Todo esto sucedió en el medio de un mensaje contradictorio que emanaba desde el propio Alberto Fernández y las autoridades nacionales, que no utilizaban correctamente el barbijo, organizaban almuerzos grupales sin distanciamiento e incumplían las recomendaciones o norman que ellos mismos emitían. Como consecuencia, la palabra del mandatario y del gobierno nacional en general se devaluó progresivamente y los nuevos anuncios (especialmente aquellos referidos a la pandemia, pero es un daño que se hace extensivo a otras áreas) ya no son tomados con la misma seriedad que antes.

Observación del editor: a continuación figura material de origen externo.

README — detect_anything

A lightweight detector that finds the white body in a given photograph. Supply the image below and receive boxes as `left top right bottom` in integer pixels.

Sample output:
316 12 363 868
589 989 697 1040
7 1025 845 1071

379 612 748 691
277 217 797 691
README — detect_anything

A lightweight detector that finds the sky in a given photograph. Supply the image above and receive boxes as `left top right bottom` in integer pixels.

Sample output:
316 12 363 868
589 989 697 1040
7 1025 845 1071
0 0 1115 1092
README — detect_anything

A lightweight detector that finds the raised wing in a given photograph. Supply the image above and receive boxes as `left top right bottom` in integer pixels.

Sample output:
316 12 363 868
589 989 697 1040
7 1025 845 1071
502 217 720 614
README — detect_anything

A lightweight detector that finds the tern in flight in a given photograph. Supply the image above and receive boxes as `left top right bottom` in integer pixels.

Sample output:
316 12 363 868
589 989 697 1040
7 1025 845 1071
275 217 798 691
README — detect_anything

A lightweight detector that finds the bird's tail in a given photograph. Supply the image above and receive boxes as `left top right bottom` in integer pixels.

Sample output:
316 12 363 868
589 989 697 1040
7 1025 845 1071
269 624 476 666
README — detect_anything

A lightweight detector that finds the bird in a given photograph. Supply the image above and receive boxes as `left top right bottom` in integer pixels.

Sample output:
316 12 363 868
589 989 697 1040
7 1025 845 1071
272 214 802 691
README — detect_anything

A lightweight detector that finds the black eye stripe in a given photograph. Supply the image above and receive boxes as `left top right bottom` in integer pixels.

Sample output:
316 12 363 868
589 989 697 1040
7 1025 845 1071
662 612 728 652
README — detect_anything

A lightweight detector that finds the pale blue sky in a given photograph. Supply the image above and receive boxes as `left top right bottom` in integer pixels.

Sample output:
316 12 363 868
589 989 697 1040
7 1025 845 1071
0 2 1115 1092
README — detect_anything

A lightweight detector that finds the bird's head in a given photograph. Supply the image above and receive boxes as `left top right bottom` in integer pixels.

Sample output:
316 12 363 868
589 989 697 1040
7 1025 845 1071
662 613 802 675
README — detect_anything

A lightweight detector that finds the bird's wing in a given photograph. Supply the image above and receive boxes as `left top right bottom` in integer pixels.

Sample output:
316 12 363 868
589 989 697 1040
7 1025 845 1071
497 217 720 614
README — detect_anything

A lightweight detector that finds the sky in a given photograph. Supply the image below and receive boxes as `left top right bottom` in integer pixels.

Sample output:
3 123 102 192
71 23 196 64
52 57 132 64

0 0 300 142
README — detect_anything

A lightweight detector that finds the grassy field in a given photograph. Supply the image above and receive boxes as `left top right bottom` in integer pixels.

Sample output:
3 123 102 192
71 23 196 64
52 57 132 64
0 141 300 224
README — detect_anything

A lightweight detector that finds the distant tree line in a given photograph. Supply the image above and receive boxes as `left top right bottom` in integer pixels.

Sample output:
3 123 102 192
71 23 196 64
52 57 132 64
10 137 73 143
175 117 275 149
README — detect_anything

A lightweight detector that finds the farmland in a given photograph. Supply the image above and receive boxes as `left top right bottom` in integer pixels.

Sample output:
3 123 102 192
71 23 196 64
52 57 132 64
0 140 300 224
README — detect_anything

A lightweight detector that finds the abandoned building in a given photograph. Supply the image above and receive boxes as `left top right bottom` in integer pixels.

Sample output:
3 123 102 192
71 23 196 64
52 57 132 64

Con la renegociación de la deuda ocurrió algo similar. Hacia el final de la negociación, el gobierno terminó cediendo ante la presión de los acreedores y llegó a un acuerdo, lo cual sin duda configuró una buena noticia. Sin embargo, el arreglo de la deuda era un requisito necesario, pero no suficiente para estabilizar la situación económica y cambiaria. Hacían falta otras señales para terminar de regenerar la confianza de los mercados, señales que el gobierno prefirió no dar, dejando pasar una valiosa oportunidad. El arreglo de la deuda por sí solo no sirvió para disipar la desconfianza y con el tiempo, la crisis cambiaria se agravó. Una nueva oportunidad podría abrirse con el eventual acuerdo con el FMI, si el gobierno la aprovecha acompañando el entendimiento junto a un plan económico consistente que brinde mayor previsibilidad podría relanzar su gestión económica.
Con el fallido funeral de Diego Maradona, nuevamente el gobierno mostró su nula planificación y su pobre capacidad de gestión. Un velatorio bien organizado podría haber generado un efecto emocional y simbólico a favor del Frente de Todos (con el cual Maradona simpatizaba), pero todo terminó siendo un verdadero escándalo. Al comenzar los hechos de violencia, el gobierno intentó culpar a Horacio Rodríguez Larreta y a la policía de la ciudad, luego señalaron a la familia de Maradona como los responsables por querer restringir demasiado el horario y por último Alberto Fernández sostuvo que se debió haber previsto la presencia de barras (algo evidente, aunque la violencia no se debió únicamente a los barras). Las excusas son absurdas siendo que se trató de un velorio organizado por el gobierno nacional en el interior de la Casa Rosada, es decir en el corazón mismo de la administración central. Lo cierto es que el episodio desnudó una vez más las incapacidades del Frente de Todos para proyectar y ejecutar en base a un plan definido.
El gobierno está sumando experiencias frustrantes que desdibujan por completo su capacidad de gestión. Además, por lo general, termina siendo el presidente Fernández en primera persona quien termina dando justificaciones por cada uno de estos errores. Sorpresivamente, se expone él mismo, y no los ministros u otras segundas líneas, que de hecho en ocasiones son los verdaderos responsables de la (no) gestión.
La impresión que deja la administración del Frente de Todos es que carece de planificación y gestiona con total improvisación. En el camino, deja pasar oportunidades valiosas y las distintas situaciones a las que se enfrenta provocan un efecto bumeran que lo terminan perjudicando, en especial, al propio presidente que se expone poniéndose al frente de cada desacierto. Esto no implica de ninguna manera un colapso en el gobierno, pero la exposición recurrente frente a la ciudadanía de sus debilidades manifiestas y la sumatoria de frustraciones podrían quitarle competitividad de cara a las próximas elecciones.